Leonidas Letona Estrada
Escritor

Mi señor padre Antonio Letona Magariño, que en el cielo esté, mantenía siempre en la caballeriza de nuestra casa uno o dos caballos que servían para el transporte de la familia a los lugares lejanos del pueblo.

En ese tiempo San José Chacayá, occidente del departamento de Sololá, era un pueblecito pequeño, desolado, con calles empedradas, sin luz eléctrica, mucho menos contar con transporte de ninguna clase de vehículos, los caminos que lo unían con la cabecera y pueblos vecinos eran solamente “caminos de herradura”. Por ello los caballos eran piezas fundamentales para la sobrevivencia.

En un ranchito ubicado donde ahora está construido el bello Salón de actos municipales, hace muchos, pero muchos años vivía un señor amigo de mi papá que se llamaba don Jacobo Solingen, descendiente de alemanes que a saber cómo y quiénes lo llevaron a vivir a ese solariego pero querido pueblo mencionado.

Un día llegó a la casa y le dijo a mi papá “Tono hacedme el favor de alquilarme tu caballo, quiero hacer una visita a mis terrenos que están ubicados al pie del cerro Chui-juyú para observar si ya sembraron la milpa los mozos, pues si uno no está al tanto, ellos no trabajan, se desaprovecha la lluvia y el tiempo se atrasa, también las cosechas”. Mi papá le respondió que con mucho gusto, solo le advirtió que se fuera despacio porque al caballito “Retinto” lo acababan de herrar y aún no estaba dispuesto para estrenar sus nuevos “herrajes”. “A ellos hay que enseñarles a caminar, así como a nosotros cuando estrenamos zapatos nuevos”, le dijo mi padre y cerraron el trato y don Jacobo se fue feliz con el caballo prestado.

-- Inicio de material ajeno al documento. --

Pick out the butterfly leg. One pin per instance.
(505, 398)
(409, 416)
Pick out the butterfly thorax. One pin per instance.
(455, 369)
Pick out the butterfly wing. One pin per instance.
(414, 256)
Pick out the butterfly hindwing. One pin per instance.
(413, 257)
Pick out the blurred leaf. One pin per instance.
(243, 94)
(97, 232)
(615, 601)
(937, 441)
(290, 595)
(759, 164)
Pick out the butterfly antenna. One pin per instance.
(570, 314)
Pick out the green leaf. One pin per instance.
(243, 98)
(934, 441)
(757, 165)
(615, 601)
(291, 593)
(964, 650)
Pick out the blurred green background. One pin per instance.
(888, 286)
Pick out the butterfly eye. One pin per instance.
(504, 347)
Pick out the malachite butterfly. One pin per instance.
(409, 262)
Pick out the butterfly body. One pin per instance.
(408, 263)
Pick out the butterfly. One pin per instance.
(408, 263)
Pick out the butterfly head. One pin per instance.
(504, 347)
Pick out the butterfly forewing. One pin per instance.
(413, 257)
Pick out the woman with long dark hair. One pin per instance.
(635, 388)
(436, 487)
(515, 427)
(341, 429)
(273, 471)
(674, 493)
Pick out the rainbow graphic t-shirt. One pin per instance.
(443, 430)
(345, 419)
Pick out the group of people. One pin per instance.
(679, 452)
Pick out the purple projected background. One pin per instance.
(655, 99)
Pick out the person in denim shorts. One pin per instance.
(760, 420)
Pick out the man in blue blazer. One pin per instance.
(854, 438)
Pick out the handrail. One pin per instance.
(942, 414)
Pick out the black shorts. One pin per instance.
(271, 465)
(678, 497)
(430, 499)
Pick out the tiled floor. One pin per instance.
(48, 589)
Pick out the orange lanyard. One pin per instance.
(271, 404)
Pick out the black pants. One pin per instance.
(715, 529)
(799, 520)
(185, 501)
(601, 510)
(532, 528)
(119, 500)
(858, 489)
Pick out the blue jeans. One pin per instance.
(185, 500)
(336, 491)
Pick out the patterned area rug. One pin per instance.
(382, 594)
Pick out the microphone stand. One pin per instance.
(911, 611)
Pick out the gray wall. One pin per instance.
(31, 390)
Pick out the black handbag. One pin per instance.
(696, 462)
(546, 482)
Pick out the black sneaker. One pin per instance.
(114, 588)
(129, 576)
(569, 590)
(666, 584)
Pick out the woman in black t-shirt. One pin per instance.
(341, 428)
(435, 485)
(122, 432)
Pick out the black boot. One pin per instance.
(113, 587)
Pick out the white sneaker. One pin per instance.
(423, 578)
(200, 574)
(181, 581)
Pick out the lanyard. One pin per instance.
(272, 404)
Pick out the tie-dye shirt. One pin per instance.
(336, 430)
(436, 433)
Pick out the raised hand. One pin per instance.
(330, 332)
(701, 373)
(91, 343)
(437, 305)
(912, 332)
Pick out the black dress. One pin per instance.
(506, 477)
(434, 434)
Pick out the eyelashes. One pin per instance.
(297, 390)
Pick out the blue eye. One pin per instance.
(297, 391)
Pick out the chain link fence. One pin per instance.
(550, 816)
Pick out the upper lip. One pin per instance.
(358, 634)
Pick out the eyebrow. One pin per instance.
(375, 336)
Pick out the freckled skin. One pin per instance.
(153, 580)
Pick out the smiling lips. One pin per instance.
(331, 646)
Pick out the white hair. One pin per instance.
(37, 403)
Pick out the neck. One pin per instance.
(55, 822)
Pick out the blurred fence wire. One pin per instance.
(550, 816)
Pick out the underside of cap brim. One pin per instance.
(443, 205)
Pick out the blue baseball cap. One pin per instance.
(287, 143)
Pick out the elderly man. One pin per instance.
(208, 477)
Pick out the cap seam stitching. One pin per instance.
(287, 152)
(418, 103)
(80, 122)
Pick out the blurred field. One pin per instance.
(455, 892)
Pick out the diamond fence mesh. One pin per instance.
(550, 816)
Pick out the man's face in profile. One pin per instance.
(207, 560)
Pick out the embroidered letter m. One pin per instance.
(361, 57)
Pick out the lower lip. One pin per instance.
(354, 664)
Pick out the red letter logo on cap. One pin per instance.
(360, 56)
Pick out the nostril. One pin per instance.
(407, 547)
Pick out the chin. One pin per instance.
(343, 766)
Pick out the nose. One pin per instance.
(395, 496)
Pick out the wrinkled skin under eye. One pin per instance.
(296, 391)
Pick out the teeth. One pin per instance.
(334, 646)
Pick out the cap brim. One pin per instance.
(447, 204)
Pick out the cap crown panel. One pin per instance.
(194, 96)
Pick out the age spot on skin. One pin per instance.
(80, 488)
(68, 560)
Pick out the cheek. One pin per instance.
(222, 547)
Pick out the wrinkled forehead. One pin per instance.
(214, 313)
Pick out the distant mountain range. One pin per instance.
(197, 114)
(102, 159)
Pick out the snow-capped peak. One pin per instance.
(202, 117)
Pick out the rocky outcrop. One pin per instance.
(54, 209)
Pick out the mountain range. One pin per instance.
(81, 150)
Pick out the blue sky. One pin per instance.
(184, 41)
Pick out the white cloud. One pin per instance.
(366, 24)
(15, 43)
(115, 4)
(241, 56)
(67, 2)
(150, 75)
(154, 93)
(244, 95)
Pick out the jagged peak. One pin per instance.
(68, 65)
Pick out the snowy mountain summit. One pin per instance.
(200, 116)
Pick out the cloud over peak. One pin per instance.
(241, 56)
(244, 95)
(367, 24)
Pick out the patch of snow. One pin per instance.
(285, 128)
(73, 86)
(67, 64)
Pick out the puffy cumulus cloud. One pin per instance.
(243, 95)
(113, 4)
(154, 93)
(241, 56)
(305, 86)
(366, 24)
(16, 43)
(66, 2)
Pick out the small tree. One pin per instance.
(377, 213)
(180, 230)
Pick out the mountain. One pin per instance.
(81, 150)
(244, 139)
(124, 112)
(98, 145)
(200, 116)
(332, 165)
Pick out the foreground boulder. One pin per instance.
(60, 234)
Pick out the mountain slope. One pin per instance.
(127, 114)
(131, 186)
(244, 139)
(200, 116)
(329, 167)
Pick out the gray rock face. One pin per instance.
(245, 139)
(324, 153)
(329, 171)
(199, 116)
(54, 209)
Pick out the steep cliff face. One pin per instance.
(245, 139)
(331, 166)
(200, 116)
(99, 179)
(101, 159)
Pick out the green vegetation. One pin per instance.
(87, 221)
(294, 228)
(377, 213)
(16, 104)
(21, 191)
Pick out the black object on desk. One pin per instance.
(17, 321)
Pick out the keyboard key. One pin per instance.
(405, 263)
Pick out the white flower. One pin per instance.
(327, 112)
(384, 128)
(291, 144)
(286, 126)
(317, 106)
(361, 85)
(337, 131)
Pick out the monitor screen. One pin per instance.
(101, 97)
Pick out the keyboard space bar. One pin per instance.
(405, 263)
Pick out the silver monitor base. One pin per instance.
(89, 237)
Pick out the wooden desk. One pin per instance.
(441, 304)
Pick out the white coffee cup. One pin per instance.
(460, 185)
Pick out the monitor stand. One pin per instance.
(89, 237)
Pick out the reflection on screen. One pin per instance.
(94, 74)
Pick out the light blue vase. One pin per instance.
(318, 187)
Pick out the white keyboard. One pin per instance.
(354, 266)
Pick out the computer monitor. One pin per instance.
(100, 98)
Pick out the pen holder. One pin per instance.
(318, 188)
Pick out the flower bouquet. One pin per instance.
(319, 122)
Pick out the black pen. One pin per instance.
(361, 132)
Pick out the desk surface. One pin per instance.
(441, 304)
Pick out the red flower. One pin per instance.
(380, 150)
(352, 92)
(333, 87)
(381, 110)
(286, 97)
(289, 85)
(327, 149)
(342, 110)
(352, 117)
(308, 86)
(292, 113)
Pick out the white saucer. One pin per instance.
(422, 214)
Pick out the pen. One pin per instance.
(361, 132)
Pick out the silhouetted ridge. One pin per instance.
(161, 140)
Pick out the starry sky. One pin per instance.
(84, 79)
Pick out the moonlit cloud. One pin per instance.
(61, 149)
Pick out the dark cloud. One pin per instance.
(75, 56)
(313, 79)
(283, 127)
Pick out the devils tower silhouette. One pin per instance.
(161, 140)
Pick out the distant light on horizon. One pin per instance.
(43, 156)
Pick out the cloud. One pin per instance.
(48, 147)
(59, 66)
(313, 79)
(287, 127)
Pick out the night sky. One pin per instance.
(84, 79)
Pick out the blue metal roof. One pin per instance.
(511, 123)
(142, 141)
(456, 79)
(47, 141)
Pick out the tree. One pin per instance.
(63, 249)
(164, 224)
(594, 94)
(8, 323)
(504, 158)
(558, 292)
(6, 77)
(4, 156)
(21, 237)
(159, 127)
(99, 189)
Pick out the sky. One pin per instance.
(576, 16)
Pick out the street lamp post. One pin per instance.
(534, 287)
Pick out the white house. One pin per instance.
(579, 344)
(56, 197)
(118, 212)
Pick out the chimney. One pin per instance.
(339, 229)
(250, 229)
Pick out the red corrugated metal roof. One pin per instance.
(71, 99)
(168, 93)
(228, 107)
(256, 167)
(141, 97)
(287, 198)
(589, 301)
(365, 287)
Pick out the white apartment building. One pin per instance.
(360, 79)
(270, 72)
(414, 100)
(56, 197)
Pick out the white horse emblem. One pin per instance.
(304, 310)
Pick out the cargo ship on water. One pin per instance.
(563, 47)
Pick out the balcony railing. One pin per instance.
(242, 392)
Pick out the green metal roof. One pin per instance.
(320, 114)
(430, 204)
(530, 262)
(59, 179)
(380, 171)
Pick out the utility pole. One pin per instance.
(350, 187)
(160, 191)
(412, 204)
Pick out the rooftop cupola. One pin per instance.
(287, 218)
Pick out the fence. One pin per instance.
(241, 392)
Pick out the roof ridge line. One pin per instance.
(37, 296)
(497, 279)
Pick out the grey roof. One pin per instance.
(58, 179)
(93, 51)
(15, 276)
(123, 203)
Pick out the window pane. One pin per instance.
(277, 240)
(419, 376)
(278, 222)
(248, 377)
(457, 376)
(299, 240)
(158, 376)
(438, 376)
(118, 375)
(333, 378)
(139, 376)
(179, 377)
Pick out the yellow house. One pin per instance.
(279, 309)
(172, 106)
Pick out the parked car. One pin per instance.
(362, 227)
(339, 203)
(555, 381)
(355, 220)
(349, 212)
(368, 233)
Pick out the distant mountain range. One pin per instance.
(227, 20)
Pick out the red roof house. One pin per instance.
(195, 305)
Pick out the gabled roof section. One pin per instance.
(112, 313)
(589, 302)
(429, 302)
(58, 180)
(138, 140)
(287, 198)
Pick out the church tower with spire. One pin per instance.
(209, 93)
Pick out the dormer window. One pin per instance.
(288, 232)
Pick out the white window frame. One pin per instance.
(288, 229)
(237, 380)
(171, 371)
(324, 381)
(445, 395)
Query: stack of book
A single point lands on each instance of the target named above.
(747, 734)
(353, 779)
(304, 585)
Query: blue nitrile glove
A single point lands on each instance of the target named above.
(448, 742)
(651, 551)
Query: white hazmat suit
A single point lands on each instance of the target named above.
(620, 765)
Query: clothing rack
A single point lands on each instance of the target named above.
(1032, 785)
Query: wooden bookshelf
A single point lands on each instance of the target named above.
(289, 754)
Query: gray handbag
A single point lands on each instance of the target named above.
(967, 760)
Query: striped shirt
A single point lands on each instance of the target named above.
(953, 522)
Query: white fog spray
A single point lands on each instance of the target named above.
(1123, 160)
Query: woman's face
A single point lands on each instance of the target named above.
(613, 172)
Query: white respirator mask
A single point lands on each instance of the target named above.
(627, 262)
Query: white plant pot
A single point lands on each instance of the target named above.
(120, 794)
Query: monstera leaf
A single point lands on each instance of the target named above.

Por la tarde regresó el mencionado vecino y en la puerta de la casa se bajó del caballo y agradeciendo a mi padre el favor, se sentaron en una banca de tablas que siempre había en el lado lateral de la puerta de la casa. Cabe decir que en esa banca descansaban los viajeros que iban a Sololá los días viernes a “hacer plaza” y regresaban cansados a beber el rico freso de “súchiles” que mi madre vendía (esa bebida era una delicia, se preparaba de maíz, arroz, piña, canela y panela, se fermentaba y era un delicioso líquido que le quitaba la sed al instante al sudoroso viajero, ya sentado y descansado en la banca que les describo). Pues bien, mi padre y don Jacobo siguieron la plática y el agradecido vecino le dio $400 pesos a mi papá por el alquiler del caballito pero mi papá le respondió que no recibía el dinero porque era un favor que le había hecho y no era por dinero sino por amistad. Siguió el sí pero no y no entraban en ninguna conclusión y entre ese sí y ese no, don Jacobo se agachó para quitarse sus espuelas y mi padre también para revisar los herrajes de su caballito, en ese lapso los seis billetes se quedaron en la banca y el caballo nada tonto se los devoró como si fueran hojas frescas de hierba verde y sabrosa para su hambre. Los dos caballeros se quedaron mirándose uno al otro, asombrados, y en un instante soltaron tremenda carcajada que resonó en todo el entorno del pueblo.

MORALEJA: EL CABALLITO RETINTO SE COBRÓ, A SU MANERA, EL VIAJE AL CERRO CHICHIMUCH. He dicho.